Estimating and modelling relative survival using SAS

This page describes SAS (version 7) code I made public in 2004. I was a heavy SAS user in the 1980s and 1990s, but from the turn of the century I moved to Stata. This code has not been updated (other than to correct an error) and reflects the methods used at the time it was published. It facilitates life table estimation of relative survival (Ederer II) and modelling using the approaches available at the time (e.g., Poisson regression). Both cohort and period approaches are supported. I have programmed the more recent developments in Stata.

A sample data set (colon cancer) is provided. All required data and SAS files can be downloaded in a ZIP archive. Documentation is provided in the file readme.pdf in the ZIP archive. Additional files can be found here.

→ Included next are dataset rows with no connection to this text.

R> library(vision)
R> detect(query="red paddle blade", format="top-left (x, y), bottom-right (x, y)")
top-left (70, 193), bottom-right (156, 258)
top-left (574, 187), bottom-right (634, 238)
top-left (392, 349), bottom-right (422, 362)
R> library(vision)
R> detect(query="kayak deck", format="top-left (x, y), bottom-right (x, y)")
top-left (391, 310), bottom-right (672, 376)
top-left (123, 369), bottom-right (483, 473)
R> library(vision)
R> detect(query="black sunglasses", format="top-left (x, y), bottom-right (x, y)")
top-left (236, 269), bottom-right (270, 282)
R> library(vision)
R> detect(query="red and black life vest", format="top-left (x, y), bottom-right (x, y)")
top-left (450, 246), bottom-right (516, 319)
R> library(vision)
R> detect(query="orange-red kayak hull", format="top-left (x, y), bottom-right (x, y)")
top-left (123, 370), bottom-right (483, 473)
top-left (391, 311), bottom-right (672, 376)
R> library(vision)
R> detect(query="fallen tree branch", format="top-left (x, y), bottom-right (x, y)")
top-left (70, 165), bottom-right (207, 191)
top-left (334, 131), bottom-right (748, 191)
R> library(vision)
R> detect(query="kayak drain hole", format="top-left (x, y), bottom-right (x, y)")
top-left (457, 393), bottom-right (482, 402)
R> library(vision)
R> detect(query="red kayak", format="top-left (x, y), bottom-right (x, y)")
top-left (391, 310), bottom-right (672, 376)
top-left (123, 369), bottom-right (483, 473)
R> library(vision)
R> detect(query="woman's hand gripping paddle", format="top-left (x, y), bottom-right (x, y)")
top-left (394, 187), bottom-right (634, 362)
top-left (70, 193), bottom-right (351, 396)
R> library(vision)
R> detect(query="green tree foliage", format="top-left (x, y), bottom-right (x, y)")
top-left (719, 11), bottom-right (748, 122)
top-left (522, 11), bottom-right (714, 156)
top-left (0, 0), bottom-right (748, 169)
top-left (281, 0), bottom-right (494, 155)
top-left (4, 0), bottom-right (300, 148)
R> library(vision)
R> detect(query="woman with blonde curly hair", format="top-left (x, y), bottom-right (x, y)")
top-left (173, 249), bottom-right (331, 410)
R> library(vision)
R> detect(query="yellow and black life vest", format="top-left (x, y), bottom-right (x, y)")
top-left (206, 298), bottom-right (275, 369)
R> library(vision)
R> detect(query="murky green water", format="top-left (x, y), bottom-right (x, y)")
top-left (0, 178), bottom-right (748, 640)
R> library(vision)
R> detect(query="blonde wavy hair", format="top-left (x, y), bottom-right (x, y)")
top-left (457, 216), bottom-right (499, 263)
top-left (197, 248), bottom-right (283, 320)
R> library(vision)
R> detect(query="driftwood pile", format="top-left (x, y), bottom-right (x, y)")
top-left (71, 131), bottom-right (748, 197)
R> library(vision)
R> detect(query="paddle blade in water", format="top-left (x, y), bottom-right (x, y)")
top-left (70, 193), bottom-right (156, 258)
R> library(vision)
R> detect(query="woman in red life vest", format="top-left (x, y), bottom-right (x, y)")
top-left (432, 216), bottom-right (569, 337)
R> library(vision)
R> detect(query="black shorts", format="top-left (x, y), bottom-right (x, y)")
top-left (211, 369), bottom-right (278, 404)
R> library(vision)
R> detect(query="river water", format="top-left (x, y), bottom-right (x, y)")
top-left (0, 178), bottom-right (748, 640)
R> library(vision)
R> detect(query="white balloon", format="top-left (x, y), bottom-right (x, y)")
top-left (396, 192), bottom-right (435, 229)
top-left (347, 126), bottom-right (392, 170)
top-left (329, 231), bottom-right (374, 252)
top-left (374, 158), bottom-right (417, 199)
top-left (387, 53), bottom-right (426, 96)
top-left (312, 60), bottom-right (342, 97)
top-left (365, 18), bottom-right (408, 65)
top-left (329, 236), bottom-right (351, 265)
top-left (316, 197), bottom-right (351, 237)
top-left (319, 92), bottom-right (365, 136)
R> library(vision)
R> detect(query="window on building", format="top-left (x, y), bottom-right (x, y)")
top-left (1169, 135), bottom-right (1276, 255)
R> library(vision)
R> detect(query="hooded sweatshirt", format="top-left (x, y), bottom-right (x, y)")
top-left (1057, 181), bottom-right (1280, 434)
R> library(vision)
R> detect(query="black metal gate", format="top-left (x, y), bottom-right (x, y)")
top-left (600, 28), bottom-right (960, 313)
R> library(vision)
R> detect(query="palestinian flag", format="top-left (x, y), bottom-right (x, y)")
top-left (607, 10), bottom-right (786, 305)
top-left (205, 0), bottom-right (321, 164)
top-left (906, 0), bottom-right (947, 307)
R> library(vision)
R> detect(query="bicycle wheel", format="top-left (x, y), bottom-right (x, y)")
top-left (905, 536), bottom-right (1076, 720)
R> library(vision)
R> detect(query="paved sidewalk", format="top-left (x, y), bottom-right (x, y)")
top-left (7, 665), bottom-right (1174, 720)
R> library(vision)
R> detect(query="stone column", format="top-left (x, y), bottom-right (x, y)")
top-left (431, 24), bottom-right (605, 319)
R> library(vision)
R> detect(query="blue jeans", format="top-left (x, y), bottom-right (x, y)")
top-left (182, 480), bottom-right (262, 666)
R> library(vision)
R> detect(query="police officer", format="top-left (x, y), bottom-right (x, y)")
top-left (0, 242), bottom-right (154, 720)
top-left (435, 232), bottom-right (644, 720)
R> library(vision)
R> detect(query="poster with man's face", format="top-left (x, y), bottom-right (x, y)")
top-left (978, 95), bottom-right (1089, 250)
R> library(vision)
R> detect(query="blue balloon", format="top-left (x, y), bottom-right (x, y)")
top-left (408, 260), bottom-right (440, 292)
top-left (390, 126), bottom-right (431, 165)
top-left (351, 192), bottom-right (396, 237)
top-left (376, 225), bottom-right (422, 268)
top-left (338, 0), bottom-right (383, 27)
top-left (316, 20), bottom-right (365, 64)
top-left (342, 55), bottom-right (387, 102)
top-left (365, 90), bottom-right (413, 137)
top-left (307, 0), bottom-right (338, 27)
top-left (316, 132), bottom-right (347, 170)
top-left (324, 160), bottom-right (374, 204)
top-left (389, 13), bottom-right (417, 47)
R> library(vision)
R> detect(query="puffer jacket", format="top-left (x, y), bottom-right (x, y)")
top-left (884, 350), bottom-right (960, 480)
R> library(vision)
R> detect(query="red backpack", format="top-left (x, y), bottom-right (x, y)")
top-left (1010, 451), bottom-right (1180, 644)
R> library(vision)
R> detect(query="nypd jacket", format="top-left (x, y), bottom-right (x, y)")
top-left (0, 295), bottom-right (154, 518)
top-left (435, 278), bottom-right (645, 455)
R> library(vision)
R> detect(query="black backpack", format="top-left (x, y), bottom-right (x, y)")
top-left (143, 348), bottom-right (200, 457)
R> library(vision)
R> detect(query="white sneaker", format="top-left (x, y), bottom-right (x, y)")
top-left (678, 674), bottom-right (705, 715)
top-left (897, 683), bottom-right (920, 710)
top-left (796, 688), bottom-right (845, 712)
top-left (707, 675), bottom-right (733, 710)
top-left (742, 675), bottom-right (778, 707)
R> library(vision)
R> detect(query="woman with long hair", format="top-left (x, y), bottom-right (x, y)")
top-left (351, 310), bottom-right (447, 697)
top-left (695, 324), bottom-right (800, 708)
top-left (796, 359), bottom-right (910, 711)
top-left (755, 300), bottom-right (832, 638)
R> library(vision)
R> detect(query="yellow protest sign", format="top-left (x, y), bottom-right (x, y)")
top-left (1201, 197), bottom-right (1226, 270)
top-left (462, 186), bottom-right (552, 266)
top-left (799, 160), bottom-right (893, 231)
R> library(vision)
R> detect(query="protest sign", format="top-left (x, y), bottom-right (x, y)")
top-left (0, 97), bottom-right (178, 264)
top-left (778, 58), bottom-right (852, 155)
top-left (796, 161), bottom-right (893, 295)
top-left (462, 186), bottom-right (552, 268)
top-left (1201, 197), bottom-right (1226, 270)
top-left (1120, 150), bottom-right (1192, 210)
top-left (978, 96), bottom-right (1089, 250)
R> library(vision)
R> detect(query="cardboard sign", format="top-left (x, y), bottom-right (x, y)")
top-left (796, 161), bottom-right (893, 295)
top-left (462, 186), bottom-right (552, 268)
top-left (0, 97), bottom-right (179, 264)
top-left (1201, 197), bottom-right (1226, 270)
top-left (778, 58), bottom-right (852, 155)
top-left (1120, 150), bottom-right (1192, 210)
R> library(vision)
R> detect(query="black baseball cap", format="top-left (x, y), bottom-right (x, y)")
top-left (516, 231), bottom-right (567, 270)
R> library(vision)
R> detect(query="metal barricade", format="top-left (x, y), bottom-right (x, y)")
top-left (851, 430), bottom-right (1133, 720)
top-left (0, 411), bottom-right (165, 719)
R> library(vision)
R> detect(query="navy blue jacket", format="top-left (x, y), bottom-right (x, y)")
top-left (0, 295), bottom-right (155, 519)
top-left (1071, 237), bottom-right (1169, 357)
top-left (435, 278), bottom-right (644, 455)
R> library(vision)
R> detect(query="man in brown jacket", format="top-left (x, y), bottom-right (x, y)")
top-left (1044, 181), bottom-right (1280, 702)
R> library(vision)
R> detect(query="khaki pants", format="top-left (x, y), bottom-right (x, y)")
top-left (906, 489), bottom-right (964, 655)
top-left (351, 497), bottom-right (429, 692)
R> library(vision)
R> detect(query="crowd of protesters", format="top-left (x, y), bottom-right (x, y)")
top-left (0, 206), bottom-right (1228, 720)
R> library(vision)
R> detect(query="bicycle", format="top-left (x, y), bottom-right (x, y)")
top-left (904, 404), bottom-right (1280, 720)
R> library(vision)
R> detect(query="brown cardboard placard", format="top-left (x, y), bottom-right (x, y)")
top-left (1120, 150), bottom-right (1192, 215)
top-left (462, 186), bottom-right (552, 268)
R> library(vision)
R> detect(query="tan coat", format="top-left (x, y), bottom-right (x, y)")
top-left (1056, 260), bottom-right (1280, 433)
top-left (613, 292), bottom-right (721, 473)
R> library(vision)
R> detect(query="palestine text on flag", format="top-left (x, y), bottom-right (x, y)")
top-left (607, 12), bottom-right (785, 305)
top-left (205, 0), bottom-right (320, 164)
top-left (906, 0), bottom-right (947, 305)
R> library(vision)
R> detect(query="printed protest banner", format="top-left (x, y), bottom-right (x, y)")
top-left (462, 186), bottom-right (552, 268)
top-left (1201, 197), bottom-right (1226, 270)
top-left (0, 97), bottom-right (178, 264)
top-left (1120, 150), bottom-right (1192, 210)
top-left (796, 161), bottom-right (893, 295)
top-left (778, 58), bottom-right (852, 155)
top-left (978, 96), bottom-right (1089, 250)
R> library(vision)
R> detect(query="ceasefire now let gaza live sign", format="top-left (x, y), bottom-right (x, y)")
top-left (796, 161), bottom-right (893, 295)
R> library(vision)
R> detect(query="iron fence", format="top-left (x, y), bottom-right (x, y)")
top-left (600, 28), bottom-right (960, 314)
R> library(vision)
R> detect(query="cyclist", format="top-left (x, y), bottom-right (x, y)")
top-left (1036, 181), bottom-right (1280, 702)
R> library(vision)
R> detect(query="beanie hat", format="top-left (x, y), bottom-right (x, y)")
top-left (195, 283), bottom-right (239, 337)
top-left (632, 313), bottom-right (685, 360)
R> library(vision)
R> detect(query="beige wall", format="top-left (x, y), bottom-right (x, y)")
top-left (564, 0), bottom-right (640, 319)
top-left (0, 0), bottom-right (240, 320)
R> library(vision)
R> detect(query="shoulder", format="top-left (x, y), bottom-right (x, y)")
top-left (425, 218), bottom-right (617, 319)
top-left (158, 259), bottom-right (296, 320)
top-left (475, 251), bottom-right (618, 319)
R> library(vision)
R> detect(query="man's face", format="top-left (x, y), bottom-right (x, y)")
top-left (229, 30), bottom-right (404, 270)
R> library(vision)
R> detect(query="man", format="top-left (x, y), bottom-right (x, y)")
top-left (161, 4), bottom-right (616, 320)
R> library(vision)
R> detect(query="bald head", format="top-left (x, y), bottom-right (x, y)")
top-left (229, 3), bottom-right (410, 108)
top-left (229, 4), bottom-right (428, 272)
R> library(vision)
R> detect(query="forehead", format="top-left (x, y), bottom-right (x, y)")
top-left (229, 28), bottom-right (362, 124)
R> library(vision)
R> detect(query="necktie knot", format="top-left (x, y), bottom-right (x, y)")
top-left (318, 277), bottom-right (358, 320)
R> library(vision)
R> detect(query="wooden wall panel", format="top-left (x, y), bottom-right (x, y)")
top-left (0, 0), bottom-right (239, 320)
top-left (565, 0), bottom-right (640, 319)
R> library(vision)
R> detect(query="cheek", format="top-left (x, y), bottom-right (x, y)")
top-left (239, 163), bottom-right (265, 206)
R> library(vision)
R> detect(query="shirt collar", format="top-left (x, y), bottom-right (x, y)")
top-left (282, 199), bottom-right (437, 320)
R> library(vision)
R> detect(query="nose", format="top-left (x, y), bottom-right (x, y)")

If the contents of the ZIP archive are extracted to the directory c:\rsmodel\sas_colon\ then the code should run without requiring alteration. The code provided will reproduce the estimates reported in Table I of the paper Dickman et al (2004)). Two data files are provided; colon.sas7bdat contains the cancer patient data and popmort.sas7bdat contains data on expected probabilities of death for the comparable general population.

The SAS code in survival.sas produces life table estimates of relative survival stratified by sex, age, and calendar period of diagnosis. In addition, two output data sets are created (one containing grouped data and one containing individual patient data) which are used as input data sets for modelling. The SAS code in models.sas estimates a relative survival regression model using several different approaches (described in Dickman et al (2004)).

Version History

20040619 Version 1.0

20101025 Version 1.1 (only change is to survival_period.sas)

Summary: Standard errors for period analysis were not correct and have now been corrected. Details: I have traditionally used the actuarial approach to estimate survival and used Greenwood’s method for estimating standard errors. However, for period analysis (implemented in survival_period.sas) I estimated survival by transforming the estimated cumulative hazard. Unfortunately standard errors were still based on Greenwood’s method using an incorrect value of the effective number at risk. Note that there is no problem with Greenwood’s method per se, just that I didn’t calculate the effective number at risk correctly since I wasn’t using it to estimate survival. I’ve now used the appropriate method for calculating the standard error. Technical details can be found in this document, which described the Stata implementation. Output from SAS, using both the v1.0 and v1.1 code can be found here.